The Parable of the Man and the Elephant.[1]

This present life is like unto a man whom an elephant pursued in fury, and drove him into a well most terrible. And the man saw trees, upon which he held himself up. And he saw two mice, one black and one white, which were gnawing at the roots of the trees, upon which he was raised up. And he looked down into the well and he saw snakes which opened their mouths and desired to devour him. Then he looked up and saw a little honey which kept dropping from the trees. And he began to lick it up, and once more he no longer bethought him of the disaster into which he was fallen.

But the mice ate deep into the trees, and the man fell, and the elephant caught him up and threw him to the serpents. Now, then, O son of the king, the elephant is the image of death, which pursues the sons of men. And the tree is this life, and the mice are days and nights, and the honey is the sweetness of this world, and the man is distracted by the taste for this life. Days and nights are fulfilled, and death carries him off; and in hell the serpent devours him. And this is the life of men.


The Anchorite's Sustenance (Professor Marr, page 32).

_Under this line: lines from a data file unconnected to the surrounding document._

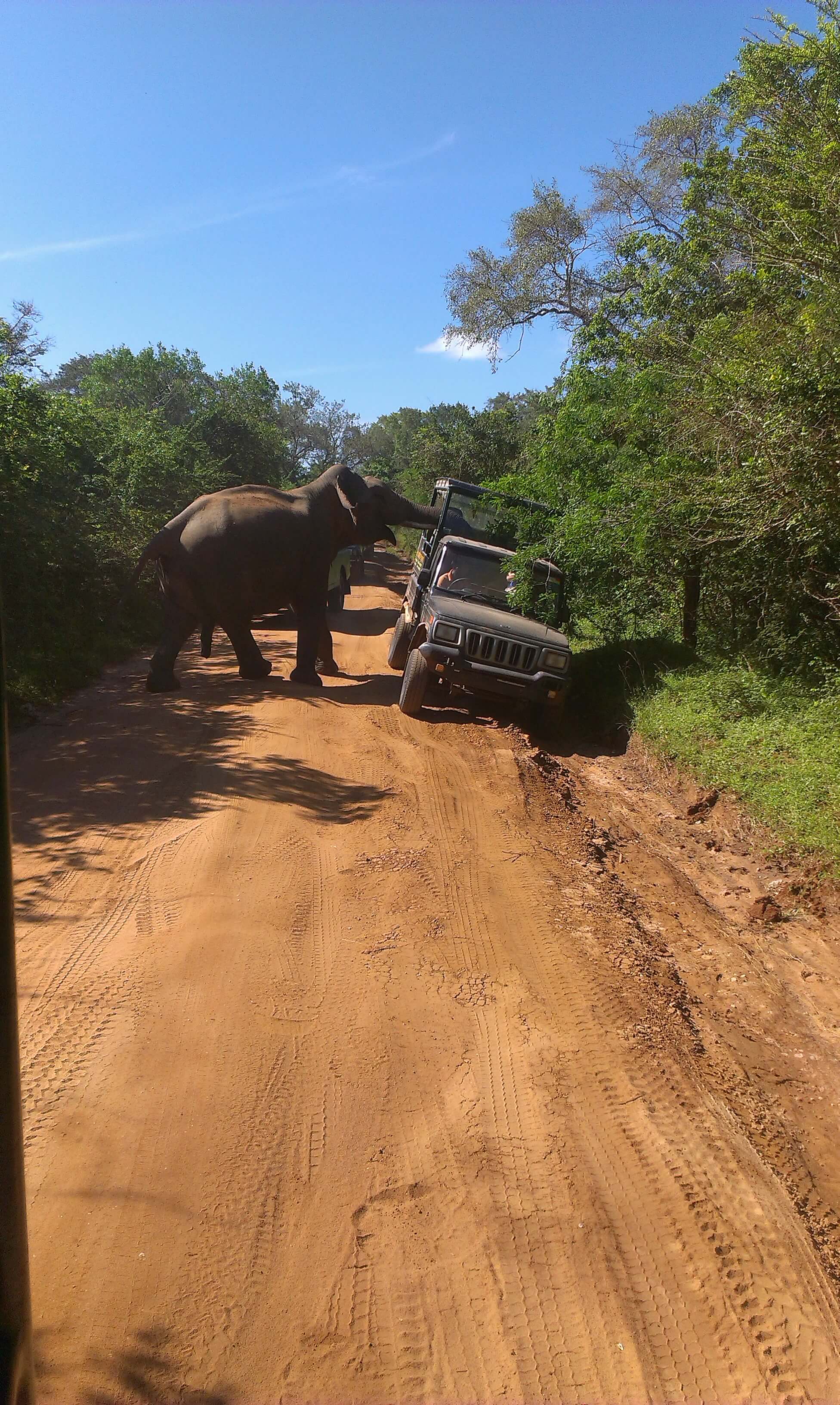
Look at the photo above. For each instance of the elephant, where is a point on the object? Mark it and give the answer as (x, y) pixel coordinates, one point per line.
(246, 551)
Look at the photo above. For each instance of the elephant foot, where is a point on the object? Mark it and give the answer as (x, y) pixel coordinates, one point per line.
(162, 683)
(307, 676)
(256, 671)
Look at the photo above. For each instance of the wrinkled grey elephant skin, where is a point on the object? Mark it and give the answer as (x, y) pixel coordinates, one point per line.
(248, 551)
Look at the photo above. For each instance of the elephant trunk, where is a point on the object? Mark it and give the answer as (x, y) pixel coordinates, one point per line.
(414, 515)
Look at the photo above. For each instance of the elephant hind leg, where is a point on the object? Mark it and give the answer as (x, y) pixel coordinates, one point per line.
(177, 627)
(325, 662)
(252, 665)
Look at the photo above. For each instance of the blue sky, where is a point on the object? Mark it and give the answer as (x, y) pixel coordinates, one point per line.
(288, 183)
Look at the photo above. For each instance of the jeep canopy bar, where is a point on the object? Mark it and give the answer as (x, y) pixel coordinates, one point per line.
(477, 491)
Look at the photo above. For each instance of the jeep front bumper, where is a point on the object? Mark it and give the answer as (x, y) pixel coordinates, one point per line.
(447, 662)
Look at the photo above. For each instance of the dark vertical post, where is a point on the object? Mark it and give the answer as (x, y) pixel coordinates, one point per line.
(16, 1325)
(690, 605)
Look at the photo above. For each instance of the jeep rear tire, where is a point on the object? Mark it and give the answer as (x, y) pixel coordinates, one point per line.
(415, 683)
(401, 643)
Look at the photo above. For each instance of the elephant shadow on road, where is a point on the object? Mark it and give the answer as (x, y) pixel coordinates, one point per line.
(363, 622)
(120, 758)
(147, 1373)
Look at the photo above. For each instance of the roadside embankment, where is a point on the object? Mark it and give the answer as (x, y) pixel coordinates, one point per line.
(772, 744)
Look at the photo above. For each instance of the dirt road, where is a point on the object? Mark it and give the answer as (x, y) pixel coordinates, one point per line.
(373, 1058)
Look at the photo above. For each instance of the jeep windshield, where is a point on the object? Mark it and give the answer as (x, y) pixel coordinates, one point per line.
(481, 576)
(469, 516)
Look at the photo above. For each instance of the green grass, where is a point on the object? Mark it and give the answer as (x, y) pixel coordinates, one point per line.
(775, 744)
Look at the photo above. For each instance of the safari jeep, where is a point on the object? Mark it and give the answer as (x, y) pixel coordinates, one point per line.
(463, 630)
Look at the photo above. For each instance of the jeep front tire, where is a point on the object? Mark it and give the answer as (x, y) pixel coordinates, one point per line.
(415, 683)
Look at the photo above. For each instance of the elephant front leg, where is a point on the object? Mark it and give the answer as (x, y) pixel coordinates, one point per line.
(311, 627)
(325, 662)
(177, 627)
(252, 665)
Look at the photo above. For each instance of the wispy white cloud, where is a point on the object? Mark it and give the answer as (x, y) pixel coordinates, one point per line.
(460, 349)
(179, 223)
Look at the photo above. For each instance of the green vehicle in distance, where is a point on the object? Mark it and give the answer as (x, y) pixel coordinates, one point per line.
(342, 568)
(463, 627)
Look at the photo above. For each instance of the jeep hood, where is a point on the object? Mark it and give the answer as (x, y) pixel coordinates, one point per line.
(475, 616)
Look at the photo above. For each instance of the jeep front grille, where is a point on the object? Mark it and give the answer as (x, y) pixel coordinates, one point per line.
(508, 654)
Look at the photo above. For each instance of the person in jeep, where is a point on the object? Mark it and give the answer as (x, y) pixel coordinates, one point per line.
(467, 573)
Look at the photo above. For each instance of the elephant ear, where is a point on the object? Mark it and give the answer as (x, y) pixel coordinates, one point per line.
(352, 491)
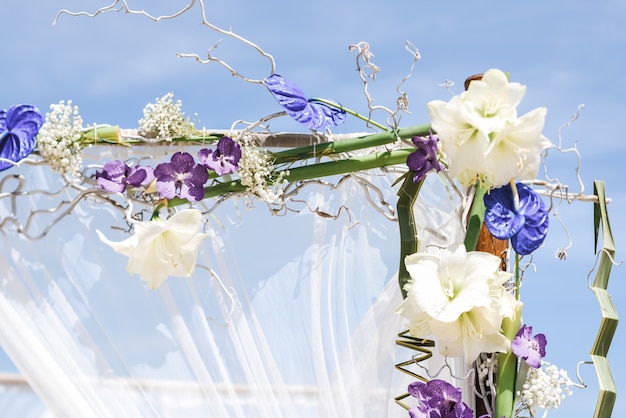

Iodasaph said: "What is the sustenance on which ye live in the wilderness?" He answered: "Off the herbs of the land we subsist; but when we run short, we accept from our brethren that believe."


Balavari's Creed (page 35 of Professor Marr).

There is one God the father, sovereign of all, creator of heaven and of earth, our Lord Jesus Christ, and the Holy Spirit, who proceeds from the Father. He is the only creator, but all else is created. He alone is without time, but all others are in time. He alone is powerful, but all they are powerless. He alone is sublime, but all they are low. Everything was made by him, and without him is nothing which was made. For he is good, gracious, and patient, and a lover of mankind; and there are in store for them that obey him delights, but for the disobedient torments. The same in trinity and unity is glorified.

  1. For the Georgian text, see Marr's monograph, p. 17.